Tuesday, August 01, 2006

OF LINDA JASMINE (no, not Jasmine NRG, demmit) AND THE DIVA

There she was; smug and nonchalant, slouching like a slob she claimed she was, face parted open by the opening which we all call mouth.

There she was; looking to the left and right, perhaps not knowing what was happening, still slouching, mouth still gaping.

There she was; looking like she was enjoying herself, slouched on the chair for the world to see what bad posture she had on her.

What can you expect from the great snorer whom we fondly have dubbed The Diva? Being a hardcore Akademi Fantasia fanatic follower, you could expect to catch a glimpse, or two, or a few, of her on TV enjoying herself with hedonistic pleasure from the amateurs singing their stools out.

This time round, thank God, she wasn’t seated at choice seats right behind Linda Jasmine (like she did last year, and can you simply imagine how much airtime The Diva got simply from being in the same space as the gorgeous banshee that is Linda Jasmine). But the cameras managed to find her, slouching, grinning, looking blur, lost, eyeballs rolling up and down, and lips drenched in blood-coloured rouge.

Tsk …

Leen, take it from me, the expert of being at the right place at the right time whenever there are TV cameras around. You don’t know when the cameras are supposed to pan across the room to include the fame-seekers like you during a live (or recorded) broadcast, so the best you can do is to look your best at all time! Even if it meant having your best smile frozen on your face for 2 and half bloody hours.

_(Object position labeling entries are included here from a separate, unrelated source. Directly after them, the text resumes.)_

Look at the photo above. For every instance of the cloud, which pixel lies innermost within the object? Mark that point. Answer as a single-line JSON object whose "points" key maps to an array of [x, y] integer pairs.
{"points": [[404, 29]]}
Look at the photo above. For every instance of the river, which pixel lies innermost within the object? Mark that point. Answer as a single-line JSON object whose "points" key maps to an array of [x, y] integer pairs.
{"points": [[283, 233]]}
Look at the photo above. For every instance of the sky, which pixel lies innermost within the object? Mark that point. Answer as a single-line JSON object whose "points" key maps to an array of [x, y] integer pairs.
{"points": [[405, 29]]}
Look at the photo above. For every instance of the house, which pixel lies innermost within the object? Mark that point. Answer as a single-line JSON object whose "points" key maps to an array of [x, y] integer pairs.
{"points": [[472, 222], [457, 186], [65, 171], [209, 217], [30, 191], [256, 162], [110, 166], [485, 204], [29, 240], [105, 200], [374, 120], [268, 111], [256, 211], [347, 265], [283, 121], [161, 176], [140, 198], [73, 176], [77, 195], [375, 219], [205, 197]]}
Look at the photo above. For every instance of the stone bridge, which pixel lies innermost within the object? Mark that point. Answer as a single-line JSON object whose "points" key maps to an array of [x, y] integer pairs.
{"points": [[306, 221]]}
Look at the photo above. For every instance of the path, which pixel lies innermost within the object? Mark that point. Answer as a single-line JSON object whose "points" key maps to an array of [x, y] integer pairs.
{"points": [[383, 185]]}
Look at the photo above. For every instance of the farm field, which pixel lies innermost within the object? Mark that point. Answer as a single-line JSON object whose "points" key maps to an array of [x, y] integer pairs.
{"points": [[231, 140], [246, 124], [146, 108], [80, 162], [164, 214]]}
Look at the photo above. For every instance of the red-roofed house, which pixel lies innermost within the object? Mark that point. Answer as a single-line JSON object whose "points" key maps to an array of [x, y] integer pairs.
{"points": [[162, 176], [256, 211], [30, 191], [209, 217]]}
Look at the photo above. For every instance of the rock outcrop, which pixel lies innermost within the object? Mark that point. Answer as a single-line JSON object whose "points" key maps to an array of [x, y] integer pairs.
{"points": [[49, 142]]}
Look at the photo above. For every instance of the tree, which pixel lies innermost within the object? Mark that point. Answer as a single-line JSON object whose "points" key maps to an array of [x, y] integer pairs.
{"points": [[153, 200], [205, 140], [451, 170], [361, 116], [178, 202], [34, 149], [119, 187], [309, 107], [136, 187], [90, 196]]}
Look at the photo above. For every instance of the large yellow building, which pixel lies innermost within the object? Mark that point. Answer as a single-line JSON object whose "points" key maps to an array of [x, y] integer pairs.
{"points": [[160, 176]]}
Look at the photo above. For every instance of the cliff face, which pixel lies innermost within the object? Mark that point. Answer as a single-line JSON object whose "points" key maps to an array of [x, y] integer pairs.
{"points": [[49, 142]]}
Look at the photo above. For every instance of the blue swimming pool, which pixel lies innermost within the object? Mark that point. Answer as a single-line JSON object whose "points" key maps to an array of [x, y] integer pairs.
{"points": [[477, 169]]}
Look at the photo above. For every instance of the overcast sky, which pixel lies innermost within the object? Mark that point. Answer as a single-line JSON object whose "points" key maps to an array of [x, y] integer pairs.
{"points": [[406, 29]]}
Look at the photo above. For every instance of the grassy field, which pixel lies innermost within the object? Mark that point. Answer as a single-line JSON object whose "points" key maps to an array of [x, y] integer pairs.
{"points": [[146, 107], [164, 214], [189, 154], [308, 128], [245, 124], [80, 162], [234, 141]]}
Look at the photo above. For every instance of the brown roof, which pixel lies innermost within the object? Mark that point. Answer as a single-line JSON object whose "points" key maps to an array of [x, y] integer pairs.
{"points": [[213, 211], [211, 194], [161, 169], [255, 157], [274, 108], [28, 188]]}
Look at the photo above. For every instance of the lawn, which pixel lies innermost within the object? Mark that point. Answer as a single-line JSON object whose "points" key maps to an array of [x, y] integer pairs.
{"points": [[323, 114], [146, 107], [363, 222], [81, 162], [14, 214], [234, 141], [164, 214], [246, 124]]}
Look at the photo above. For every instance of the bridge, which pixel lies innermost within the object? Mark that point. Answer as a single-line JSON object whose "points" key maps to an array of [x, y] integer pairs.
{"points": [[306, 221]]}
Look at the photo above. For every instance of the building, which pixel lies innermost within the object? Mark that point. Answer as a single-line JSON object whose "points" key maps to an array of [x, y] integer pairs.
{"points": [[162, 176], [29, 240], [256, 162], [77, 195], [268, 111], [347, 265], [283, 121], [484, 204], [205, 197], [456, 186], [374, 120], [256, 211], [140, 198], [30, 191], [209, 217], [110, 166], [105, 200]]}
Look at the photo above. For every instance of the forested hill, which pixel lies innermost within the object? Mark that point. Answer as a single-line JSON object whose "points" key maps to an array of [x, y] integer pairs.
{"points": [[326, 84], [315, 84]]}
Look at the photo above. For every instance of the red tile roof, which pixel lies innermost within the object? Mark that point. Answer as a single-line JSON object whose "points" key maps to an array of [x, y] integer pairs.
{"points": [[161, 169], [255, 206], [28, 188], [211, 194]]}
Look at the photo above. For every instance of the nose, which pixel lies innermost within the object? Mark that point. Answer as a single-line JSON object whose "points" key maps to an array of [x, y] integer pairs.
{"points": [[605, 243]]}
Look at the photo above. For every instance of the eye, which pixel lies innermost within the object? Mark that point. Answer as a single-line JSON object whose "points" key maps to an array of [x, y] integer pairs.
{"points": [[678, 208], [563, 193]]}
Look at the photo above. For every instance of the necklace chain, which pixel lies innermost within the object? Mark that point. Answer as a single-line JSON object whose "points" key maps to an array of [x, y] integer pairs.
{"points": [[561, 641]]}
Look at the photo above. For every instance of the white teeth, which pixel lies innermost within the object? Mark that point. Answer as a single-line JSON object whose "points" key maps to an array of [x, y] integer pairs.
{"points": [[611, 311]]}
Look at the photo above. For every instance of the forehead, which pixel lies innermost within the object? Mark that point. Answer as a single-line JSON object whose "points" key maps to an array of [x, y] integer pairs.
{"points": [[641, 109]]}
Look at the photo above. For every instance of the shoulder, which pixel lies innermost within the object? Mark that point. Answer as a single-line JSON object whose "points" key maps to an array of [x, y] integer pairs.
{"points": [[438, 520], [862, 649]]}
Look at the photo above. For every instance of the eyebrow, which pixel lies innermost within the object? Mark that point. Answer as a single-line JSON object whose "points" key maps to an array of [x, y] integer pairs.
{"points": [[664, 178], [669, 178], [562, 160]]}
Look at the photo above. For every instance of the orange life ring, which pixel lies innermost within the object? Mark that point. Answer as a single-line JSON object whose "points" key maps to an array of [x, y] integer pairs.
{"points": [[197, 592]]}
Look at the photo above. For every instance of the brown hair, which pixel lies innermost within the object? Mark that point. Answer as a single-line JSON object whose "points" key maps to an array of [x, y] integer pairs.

But The Diva had to slouch her glorious body all over the chair. “But the chair is very small and I had no choice but to push my boobs up …” she texted to me when I reprimanded her for slouching during a live broadcast. (The exact words were, I believe, tolak tetek naik).

Thinking she would take heed of my advice, these eyes again spied her slouching form when the camera panned across the auditorium.

She is a lost cause.

The third time the camera caught her image, she was grinning her heart away and it looked like the tongue (hers, of course) lolled down her chin. (Excuse me, but only Cik Cookie can do this to perfection, ye?)

Is she or is she a lost cause?

But at the very least, I, A Babe with very Little Brain and Fantastic Appearances on PrimeTime TV, could see that The Diva was enjoying herself despite her cramped seating arrangement.

And because of that, I, A Babe with very Kind Heart, would like to beseech all to AFundi Diddy, The Diva’s jantan kekar of the moment.

(And we, the Beautiful People, are most touched when we found out the The Diva had gallantly foregone the chance to hog the cramped seats of the MPPJ Civic Centre and watch that Faizal thingie doing a bad imitation of Kurt Cobain to join the great Birthday Bash for Little Miss Sunshine at PH a couple of weeks ago.

Leen, your sacrifice melted our hearts [if we had any but I'm sure we all pretend that we do]).